The shiniest new arrival, DeMarre Carroll, strolled in as if he was entering his own living room, a little surprised to see so many unexpected guests. Until the Raptors backed the free-agent money-truck up to his house, Carroll was a journeyman. Now he's a star. You can see the change.

"I'm a very unique individual," Carroll said. "I've been through a lot. I just want to share my story with a lot of people and let them see how I live day to day. I'm an average joe. Just like you, holding this …"

Carroll stared for a while at the "…" he was talking about. He couldn't locate the words "digital recorder." Because he never has and never will have to hold one. That's sort of the point.

For Bennett, this should be an upbeat time. He's home with family. Expectations are low. At best, he slots in fifth on the forward depth chart.

He's a useful, possibly even intriguing, piece on a league minimum salary ($950,000). There's no downside to this move for either party.

He said all the same things he'd said before – healthiest he's been since college, no pressure, looking forward to having fun.

"I feel like it's the perfect situation for me," Bennett said. "Just being comfortable."

But, man, he didn't look it. While he talked, Bennett tugged nervously on his right arm. His leg was jittering. He didn't smile until someone mentioned his experience on the Canadian team this summer – the only successful stretch of basketball he's had in the past two years (and it wasn't all that successful).

Bennett should be used to this routine by now. The questions were gentle lobs from sympathetic homers. Yet he carried himself like a guy who's just gotten swarmed coming out of a massage parlour.

If he had a choice in the matter, would he do it again? Would he want to be picked first?

"Honestly, yeah. Why not?"

I can think of a bunch of reasons. I'm pretty sure Bennett can, too.

There have been so many knocks on him, it's hard to tell which side is the dented one. After going first overall, he showed up to his first professional camp overweight and injured. He suddenly had asthma and sleep apnea. He's big, but the wrong sort of big – too slow to play the three, too short to fill the power slot.

He didn't work hard enough. He drifted out of games. All the tall foreheads agreed that Bennett is a 'tweener. At everything.

Everyone who's ever gotten rid of him says a lot of nice things as he leaves, none of which amounts to actual praise.

"He has a lot of talent," was the closest Minnesota general manager Milt Newton would get to commenting on Bennett's game. That's true of every single player at this level, and so means nothing.

The bottom line: If he was good enough, Bennett wouldn't be saying goodbye so often.

He'll get a decent chance in Toronto, but not a great one. This team is beyond the developmental stage. Everything it does is building toward a singular goal – winning a playoff round. That's the only definition of success this year.

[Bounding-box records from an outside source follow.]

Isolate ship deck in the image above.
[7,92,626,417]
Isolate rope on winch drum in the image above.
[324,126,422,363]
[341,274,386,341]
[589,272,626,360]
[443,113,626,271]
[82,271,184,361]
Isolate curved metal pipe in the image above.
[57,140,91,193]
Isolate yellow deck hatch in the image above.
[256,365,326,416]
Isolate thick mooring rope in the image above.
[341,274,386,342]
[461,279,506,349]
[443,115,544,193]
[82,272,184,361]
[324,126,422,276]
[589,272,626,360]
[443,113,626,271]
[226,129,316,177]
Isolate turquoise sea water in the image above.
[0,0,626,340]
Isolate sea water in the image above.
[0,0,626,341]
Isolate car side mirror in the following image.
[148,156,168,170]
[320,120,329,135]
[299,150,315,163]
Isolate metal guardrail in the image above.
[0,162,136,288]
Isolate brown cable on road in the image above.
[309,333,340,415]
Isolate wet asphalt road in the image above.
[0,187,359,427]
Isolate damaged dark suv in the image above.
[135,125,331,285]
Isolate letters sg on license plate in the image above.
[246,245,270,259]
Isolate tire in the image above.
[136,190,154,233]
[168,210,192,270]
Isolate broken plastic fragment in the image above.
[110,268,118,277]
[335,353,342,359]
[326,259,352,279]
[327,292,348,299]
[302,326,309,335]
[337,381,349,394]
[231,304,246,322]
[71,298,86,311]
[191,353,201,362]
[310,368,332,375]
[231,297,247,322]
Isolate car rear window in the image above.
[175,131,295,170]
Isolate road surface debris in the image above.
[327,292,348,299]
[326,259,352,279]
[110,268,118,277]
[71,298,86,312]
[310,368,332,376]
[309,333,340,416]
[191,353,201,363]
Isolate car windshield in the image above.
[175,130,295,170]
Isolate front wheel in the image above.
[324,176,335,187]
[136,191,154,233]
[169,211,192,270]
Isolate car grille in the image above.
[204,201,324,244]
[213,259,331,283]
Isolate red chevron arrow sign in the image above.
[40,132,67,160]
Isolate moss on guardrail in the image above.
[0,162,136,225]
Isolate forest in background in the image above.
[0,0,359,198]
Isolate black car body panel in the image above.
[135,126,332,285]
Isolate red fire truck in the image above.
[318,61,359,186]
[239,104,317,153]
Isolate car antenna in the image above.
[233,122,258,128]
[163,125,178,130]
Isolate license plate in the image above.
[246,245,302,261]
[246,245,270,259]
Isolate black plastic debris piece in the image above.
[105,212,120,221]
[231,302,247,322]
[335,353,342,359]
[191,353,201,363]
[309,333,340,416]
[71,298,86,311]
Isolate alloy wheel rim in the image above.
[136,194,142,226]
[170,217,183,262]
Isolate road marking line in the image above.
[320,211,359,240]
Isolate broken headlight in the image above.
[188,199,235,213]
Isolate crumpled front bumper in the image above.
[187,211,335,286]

It's been rejigged to create what management hopes is a positive sort of friction – between Kyle Lowry and newcomer Cory Joseph at the point-guard spot, between the tough-minded brand of basketball played by Carroll and Bismack Biyombo and all the soft touches who remain from last year's postseason surrender.

The new Toronto Raptors are a house divided, just hopefully not against itself. But prepare for "against itself."

Bennett will have to find his own way in the midst of all that tumult. A lot of people will be pulling for him. He seems like a decent young man, and it'd be a great story.

But just based off a snap impression on Day 1, you wonder if the disappointments and rough treatment of the past two years have already broken Bennett. And if anyone can put him back together again.